Normalize span names with Adaptive Traces semantic conventions

Grafana Cloud Available in public preview Adaptive Telemetry Traces Metrics
Release date: 2026-04-29

Adaptive Traces can now normalize span names to follow OpenTelemetry semantic conventions during ingestion, collapsing high-cardinality names like /api/users/7f3a into stable forms like GET /api/users/{id}. Span metrics aggregate under stable route names, dashboards show meaningful operations, and TraceQL queries match consistently across services regardless of how each team labeled its spans. The original name is preserved as grafana.original_span_name so you can still drill down to a specific request.


Sample every service fairly with Adaptive Traces volumetric sampling

Grafana Cloud Available in public preview Adaptive Telemetry
Release date: 2026-04-24

Keep every service represented in your traces, even when a few noisy ones produce most of your traffic. Volumetric sampling automatically distributes your sampling budget across services and request types, so low-volume services aren’t crowded out — and you can often lower your overall sampling rate while keeping coverage intact. Learn more in the docs →


Editable working hours for Grafana IRM

Grafana Cloud Generally Available IRM
Release date: 2026-04-23

You can now define custom working hours so teammates can see when you’re available directly from on-call schedules.

We’ve added a Working hours tab to your IRM user settings, so you can customize each day to match your actual schedule. Toggle individual days on or off, set up to three time ranges per day, and copy one day’s configuration to all other active days in one click.

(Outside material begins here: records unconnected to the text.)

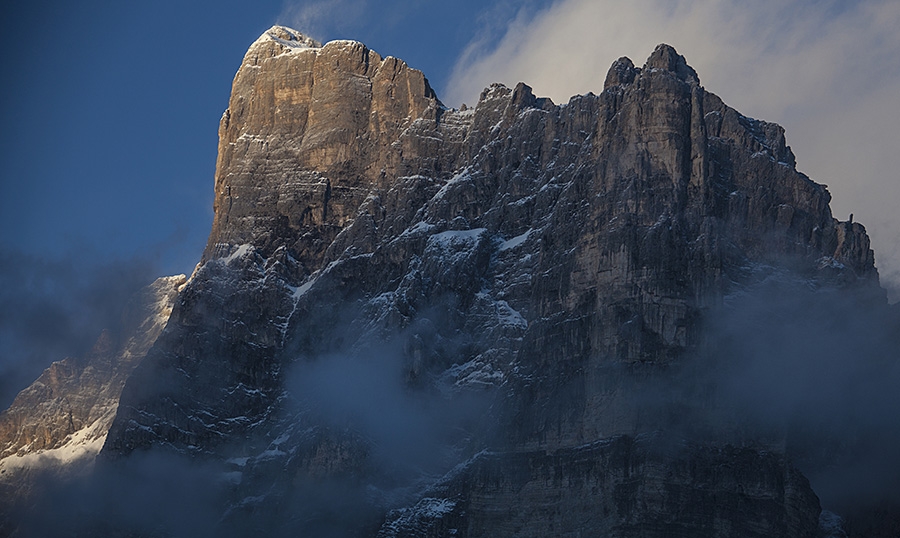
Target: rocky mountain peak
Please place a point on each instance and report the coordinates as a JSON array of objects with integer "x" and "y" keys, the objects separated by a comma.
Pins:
[
  {"x": 666, "y": 57},
  {"x": 622, "y": 71},
  {"x": 394, "y": 291}
]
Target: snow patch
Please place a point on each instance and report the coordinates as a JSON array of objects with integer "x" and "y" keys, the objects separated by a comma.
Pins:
[
  {"x": 82, "y": 446},
  {"x": 452, "y": 237},
  {"x": 239, "y": 252}
]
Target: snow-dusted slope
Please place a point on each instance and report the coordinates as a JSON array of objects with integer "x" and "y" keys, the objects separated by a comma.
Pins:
[{"x": 62, "y": 419}]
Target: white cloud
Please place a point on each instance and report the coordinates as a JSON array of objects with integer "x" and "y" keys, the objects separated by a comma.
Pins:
[
  {"x": 320, "y": 19},
  {"x": 828, "y": 71}
]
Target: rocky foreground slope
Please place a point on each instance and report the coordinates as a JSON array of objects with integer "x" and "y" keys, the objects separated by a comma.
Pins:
[{"x": 500, "y": 321}]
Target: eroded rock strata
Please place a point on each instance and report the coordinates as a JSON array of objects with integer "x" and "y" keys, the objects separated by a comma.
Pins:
[{"x": 411, "y": 320}]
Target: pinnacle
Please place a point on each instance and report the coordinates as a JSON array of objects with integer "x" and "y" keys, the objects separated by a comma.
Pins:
[
  {"x": 289, "y": 37},
  {"x": 667, "y": 58}
]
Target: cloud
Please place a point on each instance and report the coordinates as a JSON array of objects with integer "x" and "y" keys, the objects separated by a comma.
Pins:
[
  {"x": 51, "y": 309},
  {"x": 827, "y": 71},
  {"x": 323, "y": 18}
]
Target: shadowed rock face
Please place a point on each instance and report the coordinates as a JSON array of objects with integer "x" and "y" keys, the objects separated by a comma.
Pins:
[
  {"x": 512, "y": 270},
  {"x": 54, "y": 428}
]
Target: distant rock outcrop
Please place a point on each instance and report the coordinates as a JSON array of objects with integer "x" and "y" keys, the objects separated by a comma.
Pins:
[
  {"x": 59, "y": 423},
  {"x": 411, "y": 320}
]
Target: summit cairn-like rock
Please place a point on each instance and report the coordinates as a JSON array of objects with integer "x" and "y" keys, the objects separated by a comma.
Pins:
[{"x": 411, "y": 320}]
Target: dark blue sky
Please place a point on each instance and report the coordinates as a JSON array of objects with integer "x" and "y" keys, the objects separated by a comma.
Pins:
[
  {"x": 110, "y": 113},
  {"x": 110, "y": 110}
]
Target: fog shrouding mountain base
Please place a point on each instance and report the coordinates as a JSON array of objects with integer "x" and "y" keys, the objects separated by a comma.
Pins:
[{"x": 629, "y": 315}]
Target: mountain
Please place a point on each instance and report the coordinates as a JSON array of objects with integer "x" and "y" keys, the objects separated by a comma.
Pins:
[
  {"x": 59, "y": 423},
  {"x": 519, "y": 319}
]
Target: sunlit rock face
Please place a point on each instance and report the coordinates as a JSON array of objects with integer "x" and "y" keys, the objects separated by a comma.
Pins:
[
  {"x": 417, "y": 321},
  {"x": 57, "y": 425}
]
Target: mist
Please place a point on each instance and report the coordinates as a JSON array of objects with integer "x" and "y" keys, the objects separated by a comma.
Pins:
[
  {"x": 51, "y": 309},
  {"x": 828, "y": 72}
]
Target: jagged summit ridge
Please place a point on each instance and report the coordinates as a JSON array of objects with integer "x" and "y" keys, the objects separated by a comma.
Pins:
[{"x": 539, "y": 260}]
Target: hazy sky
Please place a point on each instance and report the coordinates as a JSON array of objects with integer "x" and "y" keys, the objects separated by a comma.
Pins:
[{"x": 110, "y": 109}]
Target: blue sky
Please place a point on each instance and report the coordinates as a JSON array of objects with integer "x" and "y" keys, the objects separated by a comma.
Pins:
[
  {"x": 110, "y": 112},
  {"x": 110, "y": 109}
]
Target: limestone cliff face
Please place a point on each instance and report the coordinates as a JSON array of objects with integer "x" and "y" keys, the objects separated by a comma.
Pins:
[{"x": 534, "y": 255}]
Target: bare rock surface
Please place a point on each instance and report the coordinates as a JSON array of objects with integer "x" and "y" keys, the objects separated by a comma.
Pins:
[{"x": 411, "y": 320}]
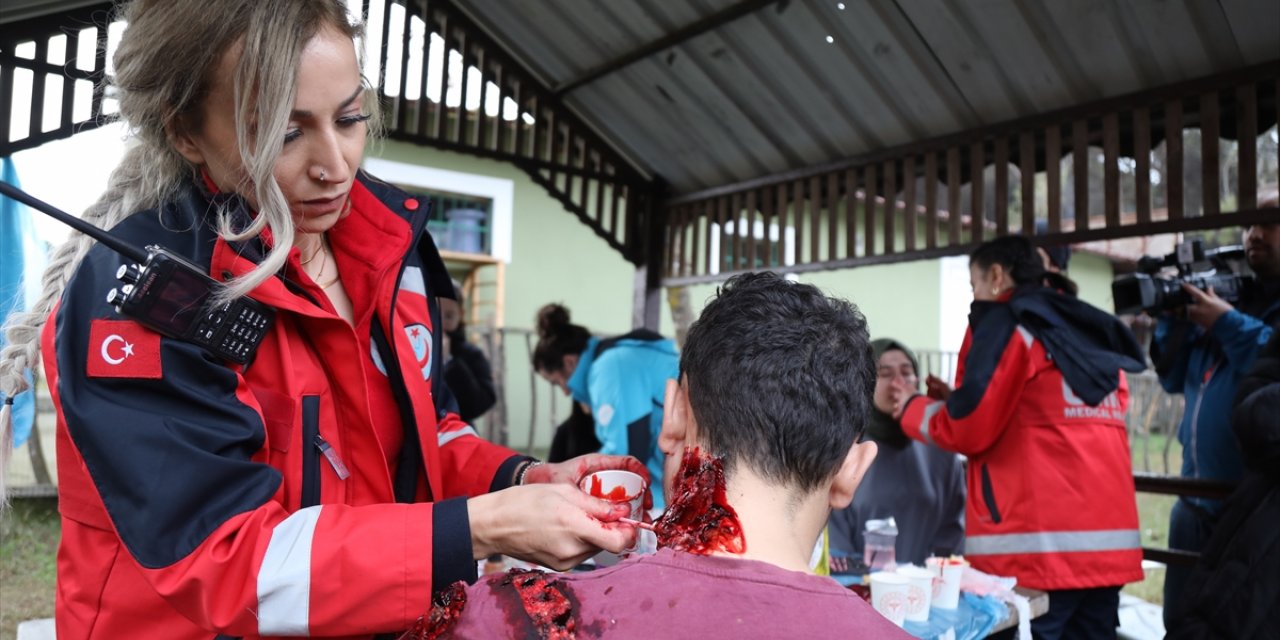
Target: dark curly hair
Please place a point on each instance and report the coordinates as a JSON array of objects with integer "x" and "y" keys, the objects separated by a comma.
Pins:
[
  {"x": 780, "y": 378},
  {"x": 1022, "y": 261},
  {"x": 557, "y": 338}
]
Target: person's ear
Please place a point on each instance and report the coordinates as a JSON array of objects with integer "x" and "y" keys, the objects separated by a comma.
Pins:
[
  {"x": 184, "y": 142},
  {"x": 676, "y": 420},
  {"x": 851, "y": 472}
]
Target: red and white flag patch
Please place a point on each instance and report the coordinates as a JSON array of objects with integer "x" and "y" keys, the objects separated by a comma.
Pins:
[{"x": 123, "y": 348}]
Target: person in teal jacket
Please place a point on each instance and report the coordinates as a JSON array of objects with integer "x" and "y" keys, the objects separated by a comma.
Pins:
[
  {"x": 621, "y": 380},
  {"x": 1203, "y": 356}
]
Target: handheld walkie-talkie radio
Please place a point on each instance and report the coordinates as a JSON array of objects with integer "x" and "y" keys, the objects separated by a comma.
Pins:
[{"x": 165, "y": 292}]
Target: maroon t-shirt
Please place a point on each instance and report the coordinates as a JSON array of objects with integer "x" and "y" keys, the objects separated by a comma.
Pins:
[{"x": 673, "y": 594}]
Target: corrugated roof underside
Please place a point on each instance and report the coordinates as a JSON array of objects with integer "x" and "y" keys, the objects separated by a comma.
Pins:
[{"x": 768, "y": 92}]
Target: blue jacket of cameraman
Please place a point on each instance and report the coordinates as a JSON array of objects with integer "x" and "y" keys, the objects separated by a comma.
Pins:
[{"x": 1206, "y": 369}]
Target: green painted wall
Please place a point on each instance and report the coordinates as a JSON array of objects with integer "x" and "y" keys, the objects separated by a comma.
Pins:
[
  {"x": 1093, "y": 273},
  {"x": 554, "y": 259}
]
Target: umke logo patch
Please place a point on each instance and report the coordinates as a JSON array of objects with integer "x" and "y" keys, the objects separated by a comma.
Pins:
[{"x": 122, "y": 348}]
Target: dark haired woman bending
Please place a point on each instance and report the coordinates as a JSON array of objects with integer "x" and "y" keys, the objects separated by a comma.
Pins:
[
  {"x": 1040, "y": 412},
  {"x": 621, "y": 380}
]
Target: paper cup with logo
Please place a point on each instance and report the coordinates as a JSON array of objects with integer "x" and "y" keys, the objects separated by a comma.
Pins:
[
  {"x": 890, "y": 594},
  {"x": 946, "y": 589},
  {"x": 919, "y": 592}
]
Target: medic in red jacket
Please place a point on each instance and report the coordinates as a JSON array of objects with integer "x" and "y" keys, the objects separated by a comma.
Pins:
[
  {"x": 1040, "y": 414},
  {"x": 259, "y": 499}
]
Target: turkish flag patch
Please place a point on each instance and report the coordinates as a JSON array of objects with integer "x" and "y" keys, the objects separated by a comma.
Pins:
[{"x": 123, "y": 348}]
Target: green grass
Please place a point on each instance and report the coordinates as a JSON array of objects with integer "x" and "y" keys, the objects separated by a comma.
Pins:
[
  {"x": 30, "y": 533},
  {"x": 28, "y": 545},
  {"x": 1153, "y": 511}
]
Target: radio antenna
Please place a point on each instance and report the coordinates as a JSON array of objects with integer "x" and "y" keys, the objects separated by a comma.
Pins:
[{"x": 118, "y": 245}]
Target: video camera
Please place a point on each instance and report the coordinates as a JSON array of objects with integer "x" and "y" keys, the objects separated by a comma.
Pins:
[{"x": 1148, "y": 291}]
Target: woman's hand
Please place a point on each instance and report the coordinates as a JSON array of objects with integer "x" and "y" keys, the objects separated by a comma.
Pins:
[
  {"x": 937, "y": 388},
  {"x": 572, "y": 471},
  {"x": 553, "y": 525}
]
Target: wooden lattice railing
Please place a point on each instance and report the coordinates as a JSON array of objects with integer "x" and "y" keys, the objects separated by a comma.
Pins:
[
  {"x": 63, "y": 60},
  {"x": 856, "y": 211}
]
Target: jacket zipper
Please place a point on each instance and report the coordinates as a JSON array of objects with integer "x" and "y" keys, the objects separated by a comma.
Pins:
[
  {"x": 318, "y": 448},
  {"x": 988, "y": 496},
  {"x": 1200, "y": 397},
  {"x": 311, "y": 458}
]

Once enabled, schedule hover cards show whether you’re currently inside or outside your working hours based on your configured availability.

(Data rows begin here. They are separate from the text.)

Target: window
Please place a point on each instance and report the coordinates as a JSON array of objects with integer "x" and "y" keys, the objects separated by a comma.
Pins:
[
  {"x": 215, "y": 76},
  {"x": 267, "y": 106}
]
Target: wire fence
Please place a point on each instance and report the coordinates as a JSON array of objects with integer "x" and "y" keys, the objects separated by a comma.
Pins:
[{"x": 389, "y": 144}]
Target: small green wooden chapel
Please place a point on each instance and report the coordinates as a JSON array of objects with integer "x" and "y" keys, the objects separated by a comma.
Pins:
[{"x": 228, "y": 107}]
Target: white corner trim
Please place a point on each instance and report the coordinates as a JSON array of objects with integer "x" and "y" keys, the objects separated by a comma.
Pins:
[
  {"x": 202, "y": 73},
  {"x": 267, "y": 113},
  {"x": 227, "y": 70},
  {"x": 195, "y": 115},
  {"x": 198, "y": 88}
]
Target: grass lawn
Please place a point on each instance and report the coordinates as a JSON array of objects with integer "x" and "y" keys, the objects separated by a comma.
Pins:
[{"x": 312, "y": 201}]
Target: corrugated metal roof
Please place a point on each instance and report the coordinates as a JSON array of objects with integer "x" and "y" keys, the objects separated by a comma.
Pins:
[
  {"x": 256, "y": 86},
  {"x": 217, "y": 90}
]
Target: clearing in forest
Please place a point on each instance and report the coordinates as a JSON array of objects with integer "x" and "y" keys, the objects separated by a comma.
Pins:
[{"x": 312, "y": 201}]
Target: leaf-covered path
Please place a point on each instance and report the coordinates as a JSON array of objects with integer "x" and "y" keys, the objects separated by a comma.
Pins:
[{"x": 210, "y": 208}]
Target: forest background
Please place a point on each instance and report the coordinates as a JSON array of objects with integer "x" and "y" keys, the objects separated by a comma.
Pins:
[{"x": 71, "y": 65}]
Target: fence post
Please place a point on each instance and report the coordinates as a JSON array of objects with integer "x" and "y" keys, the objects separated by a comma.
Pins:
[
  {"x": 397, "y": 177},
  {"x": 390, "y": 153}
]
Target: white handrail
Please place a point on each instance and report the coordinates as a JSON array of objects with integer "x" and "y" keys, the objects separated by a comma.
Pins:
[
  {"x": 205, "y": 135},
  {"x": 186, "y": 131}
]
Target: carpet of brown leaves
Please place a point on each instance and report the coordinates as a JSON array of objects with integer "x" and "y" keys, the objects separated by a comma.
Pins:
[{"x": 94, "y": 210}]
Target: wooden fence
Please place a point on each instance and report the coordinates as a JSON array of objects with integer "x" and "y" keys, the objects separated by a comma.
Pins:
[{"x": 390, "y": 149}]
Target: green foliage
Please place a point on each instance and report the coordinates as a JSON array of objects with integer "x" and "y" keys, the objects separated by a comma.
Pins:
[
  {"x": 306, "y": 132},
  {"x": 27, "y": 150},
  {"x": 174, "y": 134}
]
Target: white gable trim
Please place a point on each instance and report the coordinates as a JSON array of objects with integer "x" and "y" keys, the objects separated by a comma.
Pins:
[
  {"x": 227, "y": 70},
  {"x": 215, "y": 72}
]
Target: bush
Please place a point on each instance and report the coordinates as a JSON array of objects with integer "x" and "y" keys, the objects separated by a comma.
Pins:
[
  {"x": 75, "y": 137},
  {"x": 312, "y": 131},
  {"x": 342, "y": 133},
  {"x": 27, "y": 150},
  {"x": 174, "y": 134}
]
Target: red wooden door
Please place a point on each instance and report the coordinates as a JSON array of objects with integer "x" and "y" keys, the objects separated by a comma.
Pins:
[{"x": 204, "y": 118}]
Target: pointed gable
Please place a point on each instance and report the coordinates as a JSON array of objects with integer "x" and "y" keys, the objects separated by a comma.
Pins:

Screenshot of IRM settings with Working hours enabled, showing default hours set to 09:00–17:00.


FOCUS: Standardized Cost and Usage Data

Grafana Cloud Generally Available Cost management
Release date: 2026-04-23

Access and analyze Grafana Cloud cost and usage data using the open FOCUS standard

We’re excited to announce the general availability of FOCUS support in the Cost Management and Billing app!


Anomaly Alerts (Usage Spike Detection)

Grafana Cloud Generally Available Cost management Alerting
Release date: 2026-04-22

Detect unexpected spikes and drops in usage with intelligent anomaly detection

We’re excited to announce the general availability of Anomaly Alerts in the Cost Management and Billing app!


End-to-End Root cause: Jump from a Synthetic Monitoring check straight to its trace

Grafana Cloud Generally Available Synthetic Monitoring
Release date: 2026-04-22

Synthetic Monitoring checks are now linked to distributed traces they generate in Grafana Cloud Traces! When a Scripted check fails or looks slow, you can open the underlying trace with a single click from the check’s logs and see exactly which service, span, and downstream call caused the problem.

This helps to shrink the gap between a poor user experience and the underlying root cause.


Error Fingerprinting in Frontend Observability

Grafana Cloud Generally Available
Release date: 2026-04-21

A single bug can generate hundreds of unique error entries when messages contain variable data like memory addresses, line numbers, or request IDs. This fragments counts, skews prioritization, and floods on-call engineers with duplicate alerts.